Chasm separating spinners of yesteryear and today is widening
Where have the spinners gone
V Ramnarayan
14-Jul-2001
Where have the spinners gone? Every cricket lover asks the question,
despite Harbhajan Singh's phenomenal success against the Australians
and his continued good showing thereafter. The worry is justified as
the Punjab spinner is the exception rather than the rule in a general
poverty of spin. When Anil Kumble comes back, they may strike in
tandem, but in the meantime the selectors have gone back to Rahul
Sanghvi, and he seems to be the best of the current lot of left arm
spinners. At the under-19 level, there are promising young spinners,
but the chasm separating the slow men of the past and the present is
widening all the time, it seems.
Why? Almost all the past masters of the craft agree that today's
spinners do not work as hard or as smartly as they did.
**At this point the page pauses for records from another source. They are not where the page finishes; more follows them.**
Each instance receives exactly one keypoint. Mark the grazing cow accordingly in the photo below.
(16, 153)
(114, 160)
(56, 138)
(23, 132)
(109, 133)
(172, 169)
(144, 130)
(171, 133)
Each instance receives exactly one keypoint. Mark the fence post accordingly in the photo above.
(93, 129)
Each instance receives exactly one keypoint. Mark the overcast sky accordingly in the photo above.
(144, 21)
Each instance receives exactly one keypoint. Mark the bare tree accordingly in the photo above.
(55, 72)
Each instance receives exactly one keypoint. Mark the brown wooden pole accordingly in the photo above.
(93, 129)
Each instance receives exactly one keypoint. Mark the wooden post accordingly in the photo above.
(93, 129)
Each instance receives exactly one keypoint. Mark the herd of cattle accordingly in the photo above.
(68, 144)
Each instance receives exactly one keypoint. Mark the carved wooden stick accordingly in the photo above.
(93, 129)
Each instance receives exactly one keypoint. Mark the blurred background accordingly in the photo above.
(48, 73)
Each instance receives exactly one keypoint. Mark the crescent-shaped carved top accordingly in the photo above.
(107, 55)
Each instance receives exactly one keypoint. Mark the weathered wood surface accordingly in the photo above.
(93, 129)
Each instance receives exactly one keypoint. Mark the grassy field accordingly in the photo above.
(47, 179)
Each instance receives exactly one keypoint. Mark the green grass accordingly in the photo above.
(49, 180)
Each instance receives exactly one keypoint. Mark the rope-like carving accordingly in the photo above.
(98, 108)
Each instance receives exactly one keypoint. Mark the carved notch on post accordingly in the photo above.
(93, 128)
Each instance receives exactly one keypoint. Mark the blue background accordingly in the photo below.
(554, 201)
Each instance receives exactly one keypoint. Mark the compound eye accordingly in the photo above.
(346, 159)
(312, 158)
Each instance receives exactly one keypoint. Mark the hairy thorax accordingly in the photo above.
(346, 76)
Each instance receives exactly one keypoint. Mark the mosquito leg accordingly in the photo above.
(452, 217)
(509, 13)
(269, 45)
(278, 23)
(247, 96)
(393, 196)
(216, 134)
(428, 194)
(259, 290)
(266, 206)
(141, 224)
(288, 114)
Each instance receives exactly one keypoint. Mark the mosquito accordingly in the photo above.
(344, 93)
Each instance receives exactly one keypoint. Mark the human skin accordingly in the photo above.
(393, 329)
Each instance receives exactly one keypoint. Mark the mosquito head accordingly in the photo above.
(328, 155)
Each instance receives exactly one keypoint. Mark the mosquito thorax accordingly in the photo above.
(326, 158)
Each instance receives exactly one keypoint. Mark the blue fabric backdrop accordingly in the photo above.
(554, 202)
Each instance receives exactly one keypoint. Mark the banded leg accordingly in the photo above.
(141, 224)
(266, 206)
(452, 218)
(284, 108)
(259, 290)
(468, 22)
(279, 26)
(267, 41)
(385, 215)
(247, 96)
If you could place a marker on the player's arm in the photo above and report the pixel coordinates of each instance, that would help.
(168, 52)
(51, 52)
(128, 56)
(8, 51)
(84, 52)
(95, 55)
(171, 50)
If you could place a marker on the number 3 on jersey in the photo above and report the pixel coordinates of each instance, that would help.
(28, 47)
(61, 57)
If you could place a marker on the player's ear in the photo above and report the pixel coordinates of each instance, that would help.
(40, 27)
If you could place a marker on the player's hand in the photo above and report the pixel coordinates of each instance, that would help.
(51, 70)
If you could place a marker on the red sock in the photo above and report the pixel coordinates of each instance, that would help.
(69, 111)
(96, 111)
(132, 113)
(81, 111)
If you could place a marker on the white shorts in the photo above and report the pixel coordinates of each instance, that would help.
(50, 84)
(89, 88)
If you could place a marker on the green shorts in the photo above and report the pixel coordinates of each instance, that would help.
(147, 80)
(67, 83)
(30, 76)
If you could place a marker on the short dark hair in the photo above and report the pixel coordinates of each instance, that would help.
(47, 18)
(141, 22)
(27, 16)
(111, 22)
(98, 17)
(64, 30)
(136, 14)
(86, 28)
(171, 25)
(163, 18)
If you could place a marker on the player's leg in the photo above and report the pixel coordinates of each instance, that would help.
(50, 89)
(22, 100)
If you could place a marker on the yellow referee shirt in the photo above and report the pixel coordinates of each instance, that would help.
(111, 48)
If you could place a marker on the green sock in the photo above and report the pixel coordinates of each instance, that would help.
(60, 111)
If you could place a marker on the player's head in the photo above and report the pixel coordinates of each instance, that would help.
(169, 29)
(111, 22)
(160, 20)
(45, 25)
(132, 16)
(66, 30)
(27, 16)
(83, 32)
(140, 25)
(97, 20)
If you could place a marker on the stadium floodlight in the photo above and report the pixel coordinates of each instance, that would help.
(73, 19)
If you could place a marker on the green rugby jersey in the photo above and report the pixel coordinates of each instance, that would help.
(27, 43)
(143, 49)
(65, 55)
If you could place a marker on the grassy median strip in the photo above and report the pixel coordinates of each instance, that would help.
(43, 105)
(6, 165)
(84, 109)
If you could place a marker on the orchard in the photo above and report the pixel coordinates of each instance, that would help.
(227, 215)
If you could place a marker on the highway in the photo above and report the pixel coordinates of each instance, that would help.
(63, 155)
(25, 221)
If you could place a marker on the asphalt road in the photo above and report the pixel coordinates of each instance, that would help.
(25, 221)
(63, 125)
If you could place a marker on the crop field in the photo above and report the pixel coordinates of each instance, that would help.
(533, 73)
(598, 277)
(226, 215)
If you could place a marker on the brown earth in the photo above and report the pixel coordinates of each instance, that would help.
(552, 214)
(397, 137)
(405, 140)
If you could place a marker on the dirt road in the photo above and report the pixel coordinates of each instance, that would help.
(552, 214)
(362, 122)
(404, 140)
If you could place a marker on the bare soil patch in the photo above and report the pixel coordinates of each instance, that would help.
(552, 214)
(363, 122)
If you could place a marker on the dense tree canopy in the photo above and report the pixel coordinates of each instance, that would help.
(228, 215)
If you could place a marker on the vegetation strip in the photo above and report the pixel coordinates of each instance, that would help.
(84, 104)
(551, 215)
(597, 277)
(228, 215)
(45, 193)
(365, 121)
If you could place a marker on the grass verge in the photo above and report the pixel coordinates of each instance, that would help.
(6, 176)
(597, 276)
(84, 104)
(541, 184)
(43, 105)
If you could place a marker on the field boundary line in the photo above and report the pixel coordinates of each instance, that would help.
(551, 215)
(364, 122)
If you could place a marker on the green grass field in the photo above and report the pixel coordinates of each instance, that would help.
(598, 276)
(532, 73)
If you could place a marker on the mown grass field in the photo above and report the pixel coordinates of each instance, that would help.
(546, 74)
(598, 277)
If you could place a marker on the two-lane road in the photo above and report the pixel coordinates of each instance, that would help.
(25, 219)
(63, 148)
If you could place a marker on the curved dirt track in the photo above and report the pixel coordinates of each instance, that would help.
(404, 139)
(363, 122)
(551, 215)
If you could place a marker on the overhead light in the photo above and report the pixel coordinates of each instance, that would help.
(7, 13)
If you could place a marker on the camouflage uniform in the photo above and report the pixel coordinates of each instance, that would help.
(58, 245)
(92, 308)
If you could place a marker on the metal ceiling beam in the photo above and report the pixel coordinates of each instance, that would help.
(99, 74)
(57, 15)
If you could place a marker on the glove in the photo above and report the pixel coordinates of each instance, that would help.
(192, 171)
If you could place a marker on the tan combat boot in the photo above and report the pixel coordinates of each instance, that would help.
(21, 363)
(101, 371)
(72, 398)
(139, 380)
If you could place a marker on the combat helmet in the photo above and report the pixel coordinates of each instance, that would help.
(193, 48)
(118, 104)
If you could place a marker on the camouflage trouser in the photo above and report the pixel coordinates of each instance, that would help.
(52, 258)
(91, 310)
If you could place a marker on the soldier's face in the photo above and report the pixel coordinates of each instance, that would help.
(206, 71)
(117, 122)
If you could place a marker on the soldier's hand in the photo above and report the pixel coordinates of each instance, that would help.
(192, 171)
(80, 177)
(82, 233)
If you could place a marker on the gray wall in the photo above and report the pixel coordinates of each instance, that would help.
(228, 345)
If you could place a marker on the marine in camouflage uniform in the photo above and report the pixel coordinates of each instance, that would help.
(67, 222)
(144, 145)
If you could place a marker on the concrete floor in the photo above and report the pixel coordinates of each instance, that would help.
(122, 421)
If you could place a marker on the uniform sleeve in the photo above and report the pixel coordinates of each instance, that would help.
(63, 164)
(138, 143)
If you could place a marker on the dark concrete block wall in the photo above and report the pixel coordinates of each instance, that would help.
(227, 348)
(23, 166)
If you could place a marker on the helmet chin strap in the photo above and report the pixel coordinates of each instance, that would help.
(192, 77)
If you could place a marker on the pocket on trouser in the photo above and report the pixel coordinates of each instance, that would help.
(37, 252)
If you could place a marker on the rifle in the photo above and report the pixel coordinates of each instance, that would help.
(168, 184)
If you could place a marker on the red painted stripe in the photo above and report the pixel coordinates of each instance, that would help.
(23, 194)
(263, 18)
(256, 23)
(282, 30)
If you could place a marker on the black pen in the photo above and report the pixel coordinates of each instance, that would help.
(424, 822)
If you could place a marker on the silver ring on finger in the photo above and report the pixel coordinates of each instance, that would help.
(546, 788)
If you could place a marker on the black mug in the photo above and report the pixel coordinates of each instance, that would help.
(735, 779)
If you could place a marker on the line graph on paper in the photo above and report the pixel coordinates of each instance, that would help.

In the last
decade or so, I have rarely seen a slow bowler at first class level or
below, who bowls for a couple of hours on the trot at the nets. A VV
Kumar or a Prasanna thought nothing of three hours of bowling
everyday. And they loved every minute of it. It took quite a bit to
separate a cricket ball from me, or my many contemporaries, once one
of us grabbed one to bowl in the nets. A net practice session was a
dress rehearsal for a match; imaginary fields were set to the batsmen
who were challenged to score or defend against such fields, making it
all very competitive.
The most important quality of a spinner is the ability to spin the
ball. Once spinning ability is developed and sharpened, the other
aspects of slow bowling may be cultivated over time, but the reverse
will be impossible to achieve. In the contemporary game, boys start
specializing very early, playing competitive cricket from the under-12
age group onwards. It's too early to start spinning the ball; it's in
fact too early for any specialization. For all he knows, a boy may
have the makings of a fast bowler or may shoot up by the time he is 16
or so, completely unsettling his bowling arc. Most bowlers of my
generation began to specialize only after 16, when their fingers and
limbs were relatively well developed, and they could impart spin
effectively.
Today's young spinners often lack confidence. One possible cause could
be the surfeit of advice and coaching they receive in their formative
years. In old-fashioned parenting, there was much benign neglect,
which enabled boys to be left pretty much alone. Young cricketers too
enjoyed the luxury of benign neglect and thus retained their natural
ability well into adulthood. Today, a talented spinner is
unfortunately taken into hand by well-intentioned mentors who are
frankly not up to the job. The resultant confusion in the young
spinner's mind is not easily undone.
The accumulated wisdom of a couple of generations of quality spinners
has somehow failed to percolate to the present one. Perhaps the
charisma of Kapil Dev Nikhanj shifted the attention away from spin
bowling and led to the emergence of good medium pacers instead.